D’où vient cet oiseau rare dont on ne peut savoir exactement l’âge d’après la photo de pochette en contrejour, où il marche sur une plage ? Il est New-Yorkais à présent après une enfance en Californie, et  il a travaillé à Broadway, ce qui s’entend. Voilà, il ne swingue pas , il vient plutôt du chant classique, avec des influences fortes : sa voix puise sa force du blues, mais on entend aussi toute la musique noire, la soul, le gospel  comme le dernier a capella, « Feeling good » magnifique. Ce qui est vraiment jazz, c’est la musique du trio qui swingue, devenant l’écrin de cette voix puissante où domine un pianiste vibrant Chip Crawford, très bien accompagné par Aaron James à la contrebasse, Emanuel Harold et  Chuck Mcpherson à la batterie. Sans oublier quelques belles interventions musclées des trompettistes Melvin Vines, Curtis Taylor, Kafele Bandele, des altistes Yoske Sato et James Spaulding (splendide sur Black Nile et Wisdom) et du tromboniste Robert Stringer qui impulsent des rythmes cuivrés.

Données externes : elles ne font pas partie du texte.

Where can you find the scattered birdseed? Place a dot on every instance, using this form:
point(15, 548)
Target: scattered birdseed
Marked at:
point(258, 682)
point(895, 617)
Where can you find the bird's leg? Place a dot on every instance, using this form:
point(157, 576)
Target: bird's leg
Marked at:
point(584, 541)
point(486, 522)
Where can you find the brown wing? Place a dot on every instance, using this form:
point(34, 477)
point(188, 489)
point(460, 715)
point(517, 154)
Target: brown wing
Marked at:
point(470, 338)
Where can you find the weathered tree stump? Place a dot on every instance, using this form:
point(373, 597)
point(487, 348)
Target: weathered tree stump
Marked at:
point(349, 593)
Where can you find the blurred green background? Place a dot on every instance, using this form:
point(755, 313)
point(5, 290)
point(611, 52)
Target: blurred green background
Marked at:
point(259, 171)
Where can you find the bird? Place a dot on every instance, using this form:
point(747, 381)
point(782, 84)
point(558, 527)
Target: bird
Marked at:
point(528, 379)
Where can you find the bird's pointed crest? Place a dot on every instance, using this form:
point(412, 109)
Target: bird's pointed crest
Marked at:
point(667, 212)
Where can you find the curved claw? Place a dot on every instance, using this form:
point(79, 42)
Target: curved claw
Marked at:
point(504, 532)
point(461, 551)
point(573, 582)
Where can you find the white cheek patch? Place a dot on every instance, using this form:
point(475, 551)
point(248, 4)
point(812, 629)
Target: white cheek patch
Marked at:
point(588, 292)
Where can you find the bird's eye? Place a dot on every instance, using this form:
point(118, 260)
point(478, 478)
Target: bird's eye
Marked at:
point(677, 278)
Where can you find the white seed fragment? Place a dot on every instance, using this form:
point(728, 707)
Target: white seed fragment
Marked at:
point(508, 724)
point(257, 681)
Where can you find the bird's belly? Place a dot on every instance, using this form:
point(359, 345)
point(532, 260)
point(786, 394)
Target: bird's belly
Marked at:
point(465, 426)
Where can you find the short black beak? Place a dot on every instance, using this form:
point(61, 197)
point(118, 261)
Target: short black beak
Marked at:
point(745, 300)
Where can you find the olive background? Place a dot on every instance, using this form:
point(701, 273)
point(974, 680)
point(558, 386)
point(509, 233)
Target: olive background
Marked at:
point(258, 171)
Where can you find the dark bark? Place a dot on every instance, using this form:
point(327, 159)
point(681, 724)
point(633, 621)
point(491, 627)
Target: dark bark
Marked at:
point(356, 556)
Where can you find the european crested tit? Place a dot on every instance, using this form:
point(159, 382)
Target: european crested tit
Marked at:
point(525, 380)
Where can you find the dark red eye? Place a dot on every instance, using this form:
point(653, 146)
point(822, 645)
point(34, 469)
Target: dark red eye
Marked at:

Le disque commence avec un thème « Illusion », une romance chagrine (piano-voix ). L’album, que l’on peut ranger dans la catégorie «  love and protest » évoque des complaintes d’amour déçus, perdus, puis de façon plus universelle, remonte aux sources : « Water » est quand même le titre de l’album .
Mais la révélation  vient plus tard …à qui sait attendre avec ce drôle de titre  « 1960 What ?», énergique, vibrant. C’est de la soul, du R&B. En fait, il y a une couleur d’ensemble même si les chansons n’ont pas toutes été composées à la même époque. Porter ne rappele pas le velours de la voix de King Cole, mais il sait imposer son rythme quand il chante.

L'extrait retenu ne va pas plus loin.